Becker and Silbiger found that coral metabolic responses significantly declined with exposure to high nutrient concentrations and sedimentation rates, which may have contributed to a decline in the Pocillopora acutacoral cover along the north shore fringing reefs in Mo’orea.
“To our knowledge, this is one of the first published studies that provides evidence for the influences of nutrient and sediment loading on coral thermal performance that encompasses multiple aspects of coral functionality,” Becker said. “Our findings show that nutrient and sediment loading can have a range of effects on coral functionality, with increased levels of these stressors compromising corals’ ability to withstand thermal stress and their ability to perform necessary metabolic tasks to thrive in their natural environments.

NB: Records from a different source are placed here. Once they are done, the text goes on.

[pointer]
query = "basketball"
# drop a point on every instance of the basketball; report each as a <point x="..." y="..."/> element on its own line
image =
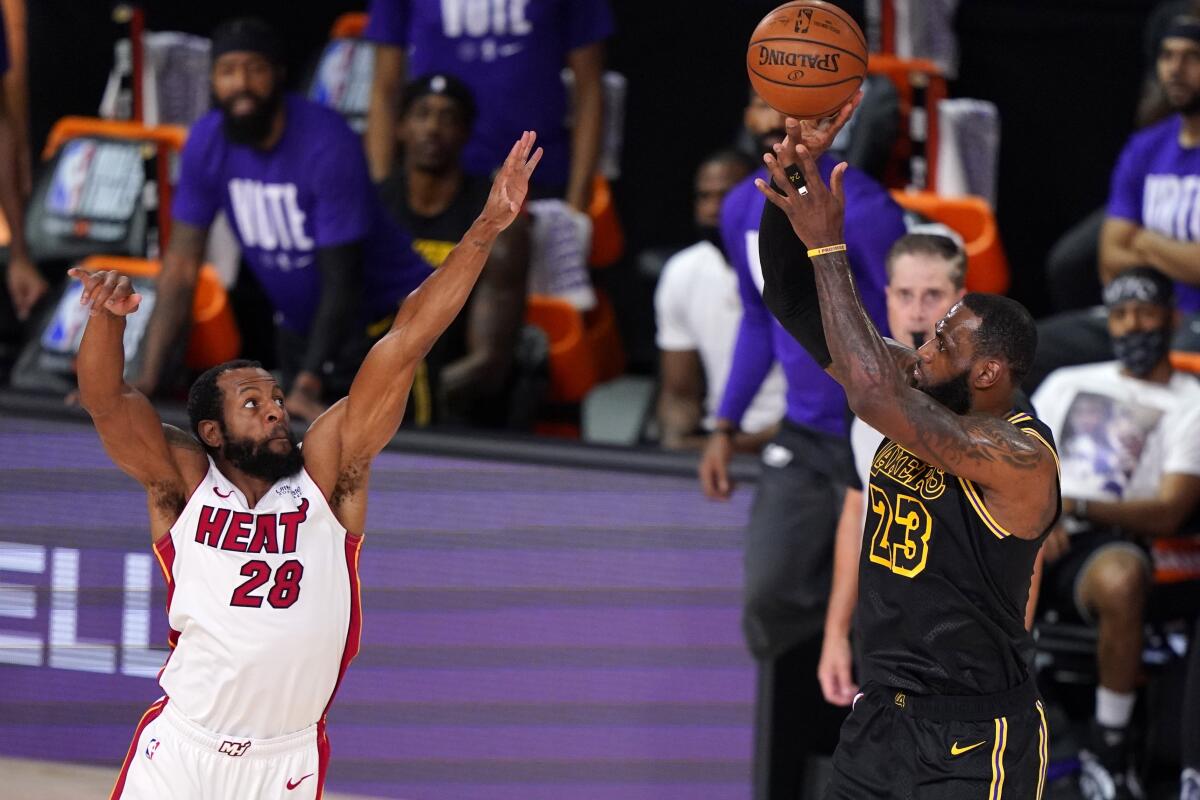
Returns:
<point x="807" y="59"/>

“Metabolic processes such as photosynthesis, respiration and calcification are important indicators of organismal health and are continuously being altered by organisms to adjust their physiological mechanisms in variable environments,” she continued. “Our study shows that these processes are compromised along a nutrient and sedimentation gradient which can have implications much larger than on an individual scale. Understanding how local-scale anthropogenic stressors influence the responses of corals to temperature can inform coral reef management.”
Becker and Silbiger said their findings are relevant to coral reefs around the world.
“Nutrient pollution is common anywhere that there is agriculture, coastal development and sewage outfalls,” Becker said. “French Polynesia has relatively low levels of anthropogenic nutrient and sediment loading compared to other areas of the world. If we’re seeing these detrimental effects on a lesser scale, it is worth investigating these relationships in other reefs around the world. Our findings also provide valuable information for the use of thermal performance curves to further understand how organisms across environments may respond to local- and global-scale anthropogenic stressors in concert.”